Après plus de trois semaines cloîtrés dans ses 19m², Felix avoue que "ça commence à peser sur le mental !" Car il respecte à la lettre le confinement, comme Alex : "J’ai acheté plein de courses parce que je pensais ne pas payer de loyer. Là, je suis obligé de me restreindre." "Généralement, je fais des courses pour 20 euros par semaine", explique le jeune homme dont le budget ne permet pas de couvrir le dernier ravitaillement. Avec le confinement, je suis obligé de prendre plus de choses. Là, j'en suis à plus de 60 euros. Il manque plusieurs produits et souvent, il ne reste que les produits les plus chers."
Ce dimanche 12 avril au plus tard, Alex doit avoir payé son loyer. Une pétition - accessible en ligne - a été lancée par deux syndicats étudiants, l'UNEF et la FERUF, exigent notamment "la suspension des loyers pour tou·te·s durant la période de confinement". Alerté, le député de Guyane Gabriel Serville a, de son côté, posé une question écrite aux ministres concernées samedi 4 avril. La députée de La Réunion Nadia Ramassamy s'est, elle, fendue d'un courrier aux deux ministres, trois jours plus tard, pour attirer l'attention sur la situation "psychologique et financière des étudiants ultramarins de métropole".
"Les Crous ont aussi veillé, dans le cadre de la fermeture des structures de restauration, à assurer la distribution de denrées alimentaires directement aux étudiants mais aussi plus largement aux associations de lutte contre la précarité alimentaire et aux banques alimentaires", est-il écrit sur le site internet du centre. Encore faut-il réussir à joindre quelqu’un, répond Félix. Le bureau où il paie habituellement son loyer est indiqué "fermé". "On appelle et ça ne répond pas ! Je n’ai pas envie de me déplacer pour aller voir."

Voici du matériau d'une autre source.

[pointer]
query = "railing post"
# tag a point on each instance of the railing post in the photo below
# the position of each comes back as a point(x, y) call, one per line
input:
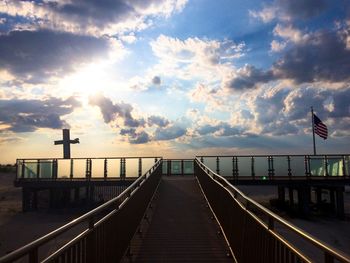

La délégation interministérielle des Français d’Outre-mer travaille à les recenser : "On sait qu’il reste encore 60 000 étudiants dans les résidences du CROUS au total à la date de vendredi (3 avril, ndlr), explique Maël Disa-Vingataramin. On évalue à 10 ou 12 000 ceux d’origine ultramarine, mais c’est un chiffre qu’il faut encore affiner." Et à ceux-là s’ajoutent les étudiants qui louent un appartement à un particulier ou dans une résidence étudiante privée.
Pour tous ceux qui ne trouvent pas de soutien suffisant, Maël Disa-Vingataramin affirme chercher des solutions, que ce soit pour les problèmes de paiement des loyers ou des situations bien spécifiques : "Il ne faut pas hésiter à contacter la délégation" par e-mail (outremersolidaires@outre-mer.gouv.fr).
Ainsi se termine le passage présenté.